L'AFRIQUE et le triangle dramatique de Karpman.
- sergemenye
- 6 nov.
- 3 min de lecture

Le triangle de Stephen Karpman, connu sous le nom de triangle dramatique, est un modèle de dynamique relationnelle qui met en scène trois rôles récurrents : le Sauveteur, le Persécuteur et la Victime. Pensé initialement pour analyser les interactions entre individus, cet outil de psychologie trouve pourtant un écho saisissant dans les relations internationales, et plus particulièrement dans les rapports que l’Afrique entretient avec le reste du monde.
Dans le modèle de Karpman, le Persécuteur incarne le besoin de dominer, de contrôler ou d’humilier autrui. Ses actions, empreintes d’agressivité, reposent sur la critique et la contrainte. Transposée à l’échelle géopolitique, cette figure évoque immédiatement pour de nombreuses personnes, le monde occidental colonisateur, avec son héritage de domination économique, culturelle et militaire. C’est le visage d’un Occident qui, sous des dehors civilisateurs ou moraux, a longtemps imposé sa vision, ses institutions et ses intérêts, souvent au détriment des peuples africains, et continue encore aujourd'hui.
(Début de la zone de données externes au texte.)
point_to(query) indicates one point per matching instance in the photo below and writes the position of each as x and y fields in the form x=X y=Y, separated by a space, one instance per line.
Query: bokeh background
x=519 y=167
La Victime, quant à elle, représente l’état de détresse et la dépendance émotionnelle. Elle se perçoit comme impuissante, subissant le monde au lieu d’en être actrice. Dans cette lecture, le continent africain endosse souvent ce rôle : se plaignant à juste à titre de ses blessures historiques, de la spoliation de ses ressources, mais peinant à se défaire d’une posture d’attente. Les discours dominants – qu’ils proviennent de dirigeants africains, de diasporas ou d’intellectuels – oscillent fréquemment entre la dénonciation du passé et la quête d’un sauveur extérieur, qu’il soit occidental, chinois ou russe.
Le Sauveteur, enfin, incarne la bienveillance trompeuse. Il se veut protecteur, défenseur, dispensateur d’aide. Mais en agissant à la place d’autrui, il entretient la dépendance et empêche l’émancipation. C’est la figure typique de la charité internationale, des grandes ONG occidentales, mais aussi des nouvelles puissances “amies” — Chine, Turquie, Russie — qui, sous couvert d’aide et de partenariat, cherchent avant tout à consolider leurs intérêts stratégiques sur le continent. Derrière la main tendue se dissimule souvent la mainmise.
Ce qui rend le triangle de Karpman particulièrement éclairant, c’est la permutation constante des rôles. Le Sauveteur peut devenir Persécuteur dès qu’il retire son aide ou impose ses conditions ; la Victime peut devenir Persécuteur dès lors qu’elle instrumentalise sa souffrance pour manipuler ou culpabiliser autrui. Ainsi, l’Afrique, oscillant entre plainte et revendication, peut reproduire envers elle-même ou ses voisins le même schéma d’oppression qu’elle dénonce. Et les puissances étrangères, se présentant comme des sauveurs, deviennent à leur tour les nouveaux persécuteurs.
Ce triangle dramatique est un cycle auto-entretenu. Il se répète indéfiniment car chacun y trouve une forme de satisfaction psychologique : la Victime se sent reconnue dans sa souffrance, le Sauveteur se valorise dans son rôle de bienfaiteur, et le Persécuteur se rassure dans sa domination. À l’échelle des relations internationales, ce mécanisme perpétue un déséquilibre structurel où le conflit devient la norme, où l’aide remplace la responsabilité, et où la plainte tient lieu de projet politique.
Sortir du triangle de Karpman exige un changement de posture radical : ne plus se percevoir comme victime, ne plus chercher de sauveur, ne plus accepter de persécuteur. Cela signifie, pour l’Afrique, redevenir sujet de sa propre histoire — décider, produire, penser et agir par elle-même. L’autonomie, dans cette perspective, n’est pas un slogan mais une thérapie collective. C’est le passage de la dépendance à la souveraineté, du réflexe plaintif à la maturité politique.
Car, comme dans toute relation toxique, tant que l’Afrique continuera à se voir comme victime ou à espérer le secours d’un autre, elle demeurera prisonnière du triangle dramatique. Mais dès qu’elle se reconnaîtra comme actrice pleine et entière, elle pourra enfin en sortir — et redéfinir, sur la scène mondiale, les termes mêmes de sa dignité et de sa liberté.